= Wamphyri (MasterBook) =

Wamphyri is a 1996 role-playing game supplement published by West End Games for MasterBook.

==Contents==
Wamphyri is a supplement in which the Necroscope setting spotlights vampires—grotesque symbiotic entities that meld with human hosts to create powerful, twisted beings known as Wamphyri. Building upon the foundations laid in The World of Necroscope, this book furthers the mechanics for portraying vampiric infection, including detailed rules for the psychological battle between host and parasite and a host of unique vampiric abilities. Structured into three chapters and a full-length adventure, the supplement first explores the stages and effects of infection, introduces new Advantages and Compensations for vampiric characters, and expands the skill set available to them. Woven through the rule sections is a fictional diary of an agent undergoing transformation.
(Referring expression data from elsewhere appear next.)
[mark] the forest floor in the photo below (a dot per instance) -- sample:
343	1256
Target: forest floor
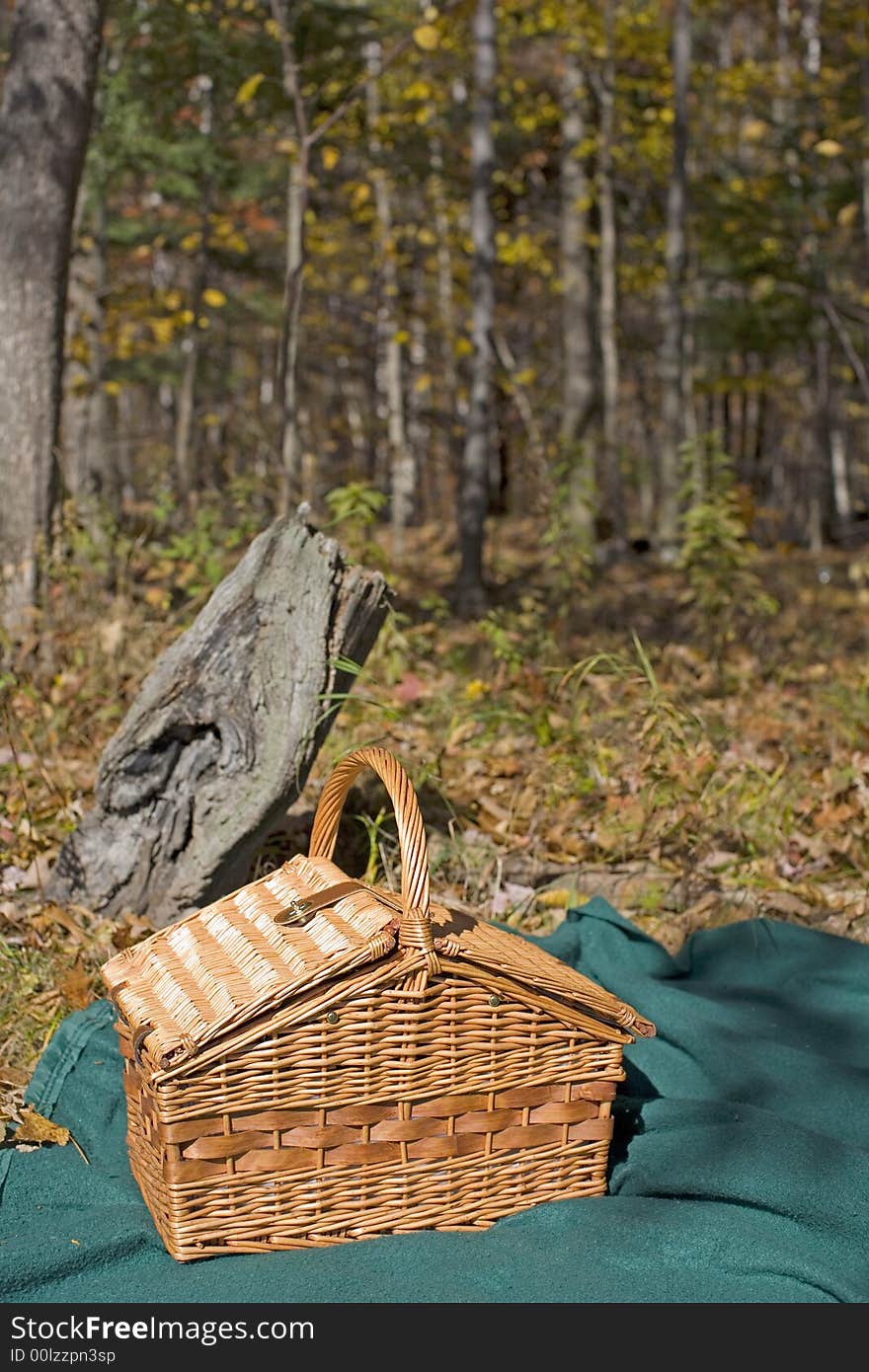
578	739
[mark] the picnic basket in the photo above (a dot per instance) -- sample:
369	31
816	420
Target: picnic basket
313	1059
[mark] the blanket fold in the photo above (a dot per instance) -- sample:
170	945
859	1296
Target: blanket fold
739	1167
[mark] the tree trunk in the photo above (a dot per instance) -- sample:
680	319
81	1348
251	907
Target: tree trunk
88	467
419	396
452	402
611	483
184	454
403	475
288	382
475	465
672	351
864	164
578	376
283	15
221	737
44	123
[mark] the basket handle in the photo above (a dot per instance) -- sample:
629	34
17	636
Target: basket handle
415	929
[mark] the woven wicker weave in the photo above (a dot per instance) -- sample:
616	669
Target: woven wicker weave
310	1059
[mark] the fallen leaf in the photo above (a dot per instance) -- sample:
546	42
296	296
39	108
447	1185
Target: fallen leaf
36	876
556	897
36	1128
785	903
74	987
409	689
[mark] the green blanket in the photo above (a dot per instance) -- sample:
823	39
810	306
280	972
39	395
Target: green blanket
741	1161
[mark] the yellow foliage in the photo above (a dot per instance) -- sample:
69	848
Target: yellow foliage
249	88
475	689
426	38
418	91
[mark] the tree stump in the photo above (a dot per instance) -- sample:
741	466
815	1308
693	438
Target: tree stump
221	737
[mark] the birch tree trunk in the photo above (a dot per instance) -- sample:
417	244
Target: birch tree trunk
44	125
611	483
578	377
475	465
90	471
672	355
283	14
401	468
452	404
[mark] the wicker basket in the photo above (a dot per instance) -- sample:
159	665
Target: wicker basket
312	1061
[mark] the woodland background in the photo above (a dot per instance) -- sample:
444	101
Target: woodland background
558	313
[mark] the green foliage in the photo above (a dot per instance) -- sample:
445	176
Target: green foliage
517	636
717	558
357	503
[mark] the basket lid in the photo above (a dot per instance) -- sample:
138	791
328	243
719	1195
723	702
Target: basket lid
303	925
232	960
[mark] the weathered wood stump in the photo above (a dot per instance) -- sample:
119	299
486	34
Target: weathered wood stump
221	737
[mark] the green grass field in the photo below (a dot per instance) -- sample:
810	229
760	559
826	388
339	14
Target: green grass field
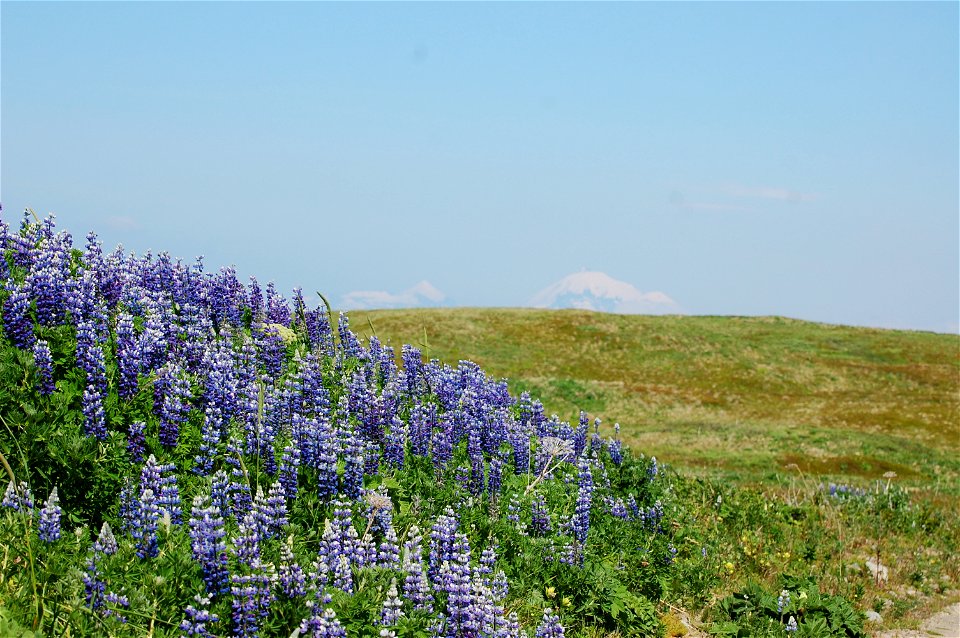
778	407
732	396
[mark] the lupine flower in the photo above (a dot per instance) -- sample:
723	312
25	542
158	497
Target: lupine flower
209	439
442	445
322	623
106	542
206	540
49	527
93	584
783	601
353	468
388	552
16	319
246	543
128	359
136	440
392	606
550	627
196	621
113	601
580	523
441	542
19	499
454	579
251	599
539	517
174	404
44	362
396	440
293	582
416	589
144	528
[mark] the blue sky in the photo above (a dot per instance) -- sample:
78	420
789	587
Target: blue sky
761	158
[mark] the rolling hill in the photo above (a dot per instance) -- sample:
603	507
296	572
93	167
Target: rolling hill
732	396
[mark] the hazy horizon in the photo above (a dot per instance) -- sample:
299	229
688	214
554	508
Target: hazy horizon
785	159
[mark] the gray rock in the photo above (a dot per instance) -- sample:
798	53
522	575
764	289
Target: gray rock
878	570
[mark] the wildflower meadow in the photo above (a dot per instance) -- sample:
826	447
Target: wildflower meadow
191	455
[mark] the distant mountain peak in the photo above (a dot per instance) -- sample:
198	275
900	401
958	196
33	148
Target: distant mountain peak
594	290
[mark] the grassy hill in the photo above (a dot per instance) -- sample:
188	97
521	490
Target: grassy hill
735	396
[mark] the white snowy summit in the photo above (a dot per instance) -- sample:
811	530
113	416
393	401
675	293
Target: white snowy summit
591	290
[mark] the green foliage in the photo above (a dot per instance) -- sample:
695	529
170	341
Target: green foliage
753	611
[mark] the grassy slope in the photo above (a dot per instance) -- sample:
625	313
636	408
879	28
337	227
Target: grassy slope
738	397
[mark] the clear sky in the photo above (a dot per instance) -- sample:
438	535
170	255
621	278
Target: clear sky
756	158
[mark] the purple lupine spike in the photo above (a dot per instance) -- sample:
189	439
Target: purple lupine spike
442	445
16	318
18	498
220	387
580	523
213	426
276	508
395	443
270	349
413	369
320	333
46	281
441	542
352	484
136	440
388	552
293	582
92	406
113	602
653	517
580	435
246	543
220	493
288	471
349	343
49	527
93	584
128	356
239	488
152	345
251	595
416	589
422	420
144	529
206	540
540	517
454	579
550	626
478	478
168	499
44	363
495	478
278	310
196	620
255	300
174	404
322	623
392	606
106	542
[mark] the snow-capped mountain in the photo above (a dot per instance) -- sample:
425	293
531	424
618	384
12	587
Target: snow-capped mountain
591	290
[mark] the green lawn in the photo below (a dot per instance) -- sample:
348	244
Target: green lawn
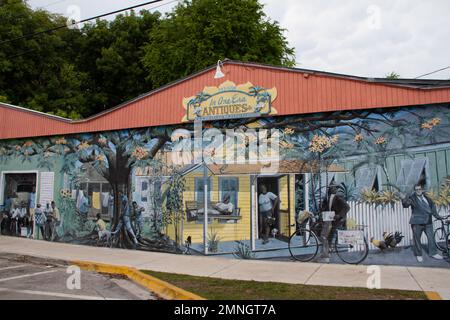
220	289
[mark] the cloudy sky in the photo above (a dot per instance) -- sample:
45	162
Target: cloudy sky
360	37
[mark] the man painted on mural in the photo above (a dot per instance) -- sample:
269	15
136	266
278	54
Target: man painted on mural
333	202
422	210
268	203
125	218
136	213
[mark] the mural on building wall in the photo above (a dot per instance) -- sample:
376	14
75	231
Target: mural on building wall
102	210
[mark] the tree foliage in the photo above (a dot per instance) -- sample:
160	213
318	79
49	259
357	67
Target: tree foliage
76	73
200	32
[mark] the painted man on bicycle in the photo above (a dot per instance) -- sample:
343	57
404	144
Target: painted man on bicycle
333	202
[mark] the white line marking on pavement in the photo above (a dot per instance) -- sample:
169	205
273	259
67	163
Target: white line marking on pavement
27	275
13	267
56	294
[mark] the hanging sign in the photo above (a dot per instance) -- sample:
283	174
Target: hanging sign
229	101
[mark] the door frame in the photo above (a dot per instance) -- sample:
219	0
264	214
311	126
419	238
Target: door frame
256	205
2	182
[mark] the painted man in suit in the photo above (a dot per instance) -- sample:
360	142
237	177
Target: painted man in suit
422	208
333	202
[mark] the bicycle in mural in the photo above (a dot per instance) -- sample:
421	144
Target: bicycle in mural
349	245
442	236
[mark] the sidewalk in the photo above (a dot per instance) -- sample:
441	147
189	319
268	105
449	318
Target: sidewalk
392	277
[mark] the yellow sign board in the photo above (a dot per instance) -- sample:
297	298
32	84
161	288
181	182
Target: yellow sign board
229	101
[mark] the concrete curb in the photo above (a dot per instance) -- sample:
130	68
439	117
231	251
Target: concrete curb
163	289
433	295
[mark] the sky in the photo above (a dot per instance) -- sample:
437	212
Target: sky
369	38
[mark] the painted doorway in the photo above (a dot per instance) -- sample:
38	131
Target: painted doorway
272	185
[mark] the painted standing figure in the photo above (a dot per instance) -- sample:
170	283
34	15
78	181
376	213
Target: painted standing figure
422	210
333	202
125	218
138	218
268	202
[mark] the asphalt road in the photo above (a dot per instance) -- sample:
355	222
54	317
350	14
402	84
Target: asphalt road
24	280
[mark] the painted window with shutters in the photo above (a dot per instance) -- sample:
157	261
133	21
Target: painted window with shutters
199	190
367	178
229	186
412	171
46	190
326	179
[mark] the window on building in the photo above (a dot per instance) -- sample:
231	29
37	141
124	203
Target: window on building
412	171
230	186
199	190
367	178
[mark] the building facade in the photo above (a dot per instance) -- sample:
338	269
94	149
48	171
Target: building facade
186	147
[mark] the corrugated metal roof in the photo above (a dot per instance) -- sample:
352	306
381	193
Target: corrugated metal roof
300	91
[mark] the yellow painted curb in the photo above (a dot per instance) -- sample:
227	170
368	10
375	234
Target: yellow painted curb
163	289
432	295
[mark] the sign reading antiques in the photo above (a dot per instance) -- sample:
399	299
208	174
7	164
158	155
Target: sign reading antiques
230	101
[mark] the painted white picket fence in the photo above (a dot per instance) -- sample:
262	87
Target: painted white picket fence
385	218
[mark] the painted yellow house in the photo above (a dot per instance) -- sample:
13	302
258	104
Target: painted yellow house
241	182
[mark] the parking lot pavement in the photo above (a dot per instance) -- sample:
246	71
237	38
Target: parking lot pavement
42	281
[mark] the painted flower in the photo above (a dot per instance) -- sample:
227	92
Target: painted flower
27	144
380	140
100	158
139	153
321	143
286	145
288	131
103	141
435	121
431	123
334	139
65	193
426	125
83	145
358	138
61	141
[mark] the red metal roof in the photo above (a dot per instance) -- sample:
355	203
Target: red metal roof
299	91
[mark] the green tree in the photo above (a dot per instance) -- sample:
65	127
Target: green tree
110	52
199	32
37	72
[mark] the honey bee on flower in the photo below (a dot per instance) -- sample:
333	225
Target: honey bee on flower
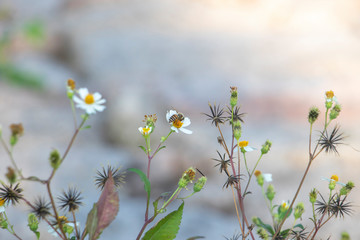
178	121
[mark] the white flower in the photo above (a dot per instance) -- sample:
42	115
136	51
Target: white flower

The adventure, "Monumental Problems", spans half the book.

==Reception==
Andy Butcher reviewed Wamphyri for Arcane magazine, rating it an 8 out of 10 overall, and stated that "As with all of the Necroscope books, Wamphyri assumes that you have read at least some (and preferably all) of Lumley's Necroscope series. Assuming you have, this is a well designed and written book that not only captures the atmosphere of the novels, but provides solid game mechanics to mode! their events. This is splendidly realised and truly horrible stuff."